Table number 5 shows the clinical features of these XY females. These phenotypic females could be cases of translocation of SRY gene from Y chromosome to X chromosome or there could be Androgen target cell abnormality. Sometimes due to defects in antimullerian hormone, mullerian duct elements might persist with 46 XY complement.  These cases were referred back to clinician for appropriate treatment.
It is to be noted that there is absence of Sertoli cells in female patients with XY complement having testicular tissue. There is lack of androgen binding protein and deficient local concentration of the androgen. This leads to failure of maturation of spermatogonia and proliferation of germ cells leading to neoplasia. Hence gonadectomy is advised. One such case was discovered in present study that was referred back to clinician for gonadectomy.

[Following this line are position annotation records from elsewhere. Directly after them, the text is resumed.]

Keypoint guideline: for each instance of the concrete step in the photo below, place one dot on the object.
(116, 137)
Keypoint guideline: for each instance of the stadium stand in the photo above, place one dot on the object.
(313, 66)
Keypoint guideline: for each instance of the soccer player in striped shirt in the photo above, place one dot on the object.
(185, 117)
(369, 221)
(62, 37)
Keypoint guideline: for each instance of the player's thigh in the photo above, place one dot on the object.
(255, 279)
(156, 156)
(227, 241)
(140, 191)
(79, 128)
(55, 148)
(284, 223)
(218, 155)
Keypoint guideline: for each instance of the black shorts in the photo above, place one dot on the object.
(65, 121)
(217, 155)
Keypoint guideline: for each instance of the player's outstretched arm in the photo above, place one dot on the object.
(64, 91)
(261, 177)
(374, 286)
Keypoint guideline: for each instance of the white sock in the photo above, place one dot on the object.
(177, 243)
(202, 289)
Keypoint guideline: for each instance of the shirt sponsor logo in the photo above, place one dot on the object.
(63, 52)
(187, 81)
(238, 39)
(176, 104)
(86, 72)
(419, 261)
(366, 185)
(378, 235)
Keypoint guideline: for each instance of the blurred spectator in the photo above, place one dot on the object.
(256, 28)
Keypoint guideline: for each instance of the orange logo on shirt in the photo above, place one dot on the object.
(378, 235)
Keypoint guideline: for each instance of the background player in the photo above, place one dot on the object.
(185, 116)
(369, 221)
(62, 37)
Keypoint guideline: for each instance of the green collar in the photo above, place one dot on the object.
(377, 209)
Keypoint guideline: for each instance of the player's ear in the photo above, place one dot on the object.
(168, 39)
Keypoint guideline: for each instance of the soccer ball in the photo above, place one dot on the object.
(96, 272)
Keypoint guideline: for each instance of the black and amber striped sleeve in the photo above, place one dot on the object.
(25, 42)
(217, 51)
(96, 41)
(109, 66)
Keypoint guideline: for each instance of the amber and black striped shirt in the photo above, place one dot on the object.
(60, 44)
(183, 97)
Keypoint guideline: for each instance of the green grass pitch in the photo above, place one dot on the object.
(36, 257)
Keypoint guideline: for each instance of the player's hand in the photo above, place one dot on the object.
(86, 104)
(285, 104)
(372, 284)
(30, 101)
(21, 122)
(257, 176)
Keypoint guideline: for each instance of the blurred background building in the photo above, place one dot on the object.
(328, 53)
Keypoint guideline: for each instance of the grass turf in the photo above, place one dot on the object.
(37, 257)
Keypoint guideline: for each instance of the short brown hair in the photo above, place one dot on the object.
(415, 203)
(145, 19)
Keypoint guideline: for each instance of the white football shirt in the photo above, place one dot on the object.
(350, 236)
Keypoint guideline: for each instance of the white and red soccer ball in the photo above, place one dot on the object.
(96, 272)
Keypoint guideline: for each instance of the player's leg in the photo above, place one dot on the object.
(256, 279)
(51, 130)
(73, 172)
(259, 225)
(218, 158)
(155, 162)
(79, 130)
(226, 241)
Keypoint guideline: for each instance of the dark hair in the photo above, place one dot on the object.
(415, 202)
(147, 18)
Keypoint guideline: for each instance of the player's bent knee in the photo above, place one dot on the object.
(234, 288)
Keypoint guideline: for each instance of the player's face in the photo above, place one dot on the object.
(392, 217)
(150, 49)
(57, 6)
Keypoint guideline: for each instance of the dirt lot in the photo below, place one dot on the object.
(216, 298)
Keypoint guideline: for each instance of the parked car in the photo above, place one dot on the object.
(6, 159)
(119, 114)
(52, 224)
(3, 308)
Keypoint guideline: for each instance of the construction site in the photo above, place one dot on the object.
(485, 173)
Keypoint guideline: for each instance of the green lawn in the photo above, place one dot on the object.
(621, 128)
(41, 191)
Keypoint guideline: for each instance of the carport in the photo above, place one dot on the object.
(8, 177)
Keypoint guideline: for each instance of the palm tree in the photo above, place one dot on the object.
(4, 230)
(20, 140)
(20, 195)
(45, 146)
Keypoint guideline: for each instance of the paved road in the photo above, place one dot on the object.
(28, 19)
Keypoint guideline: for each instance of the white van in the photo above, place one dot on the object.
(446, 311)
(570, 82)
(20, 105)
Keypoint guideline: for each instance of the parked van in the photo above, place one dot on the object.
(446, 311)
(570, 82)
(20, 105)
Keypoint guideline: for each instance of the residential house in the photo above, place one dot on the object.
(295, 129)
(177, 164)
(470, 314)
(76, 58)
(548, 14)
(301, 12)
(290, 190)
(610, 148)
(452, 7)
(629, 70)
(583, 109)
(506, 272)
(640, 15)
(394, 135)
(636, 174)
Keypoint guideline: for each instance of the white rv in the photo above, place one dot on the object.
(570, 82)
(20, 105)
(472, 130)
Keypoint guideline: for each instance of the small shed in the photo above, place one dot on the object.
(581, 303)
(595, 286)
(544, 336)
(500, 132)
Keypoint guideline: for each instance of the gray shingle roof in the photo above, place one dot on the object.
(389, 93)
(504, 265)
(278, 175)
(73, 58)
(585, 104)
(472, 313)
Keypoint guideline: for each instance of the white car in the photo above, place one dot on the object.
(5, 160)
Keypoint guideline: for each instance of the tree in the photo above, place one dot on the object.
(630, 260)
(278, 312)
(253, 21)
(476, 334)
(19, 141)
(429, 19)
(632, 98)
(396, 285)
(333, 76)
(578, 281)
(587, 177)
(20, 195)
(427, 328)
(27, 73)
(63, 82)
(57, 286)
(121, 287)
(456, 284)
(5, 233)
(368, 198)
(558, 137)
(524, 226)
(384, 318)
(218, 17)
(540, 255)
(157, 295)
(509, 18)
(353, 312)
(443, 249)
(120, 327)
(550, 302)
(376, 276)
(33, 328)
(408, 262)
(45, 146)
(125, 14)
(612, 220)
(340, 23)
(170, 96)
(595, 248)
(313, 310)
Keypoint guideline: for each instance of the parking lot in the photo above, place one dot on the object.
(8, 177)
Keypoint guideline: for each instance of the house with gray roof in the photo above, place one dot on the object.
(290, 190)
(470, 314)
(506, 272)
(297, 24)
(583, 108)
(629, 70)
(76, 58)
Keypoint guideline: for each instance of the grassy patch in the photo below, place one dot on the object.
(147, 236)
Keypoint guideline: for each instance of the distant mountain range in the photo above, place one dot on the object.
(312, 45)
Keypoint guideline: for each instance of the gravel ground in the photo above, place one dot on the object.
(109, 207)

Table number 6 shows clinical features of Turner patients seen in present study. The percentage of patients with Turner syndrome is less than the percentage of mosaics found which is shown in Table no.7. It is documented that around one percent Turner fetuses are viable and around 50% of them show mosaicism. Therefore to increase the chances of viability there is a need for mosaicism. 
As seen from table number 4 there was one patient with isochromosome (46,XiXq). It is well documented that the most common structural abnormality of X chromosome in Turner syndrome is presence of isochromosome.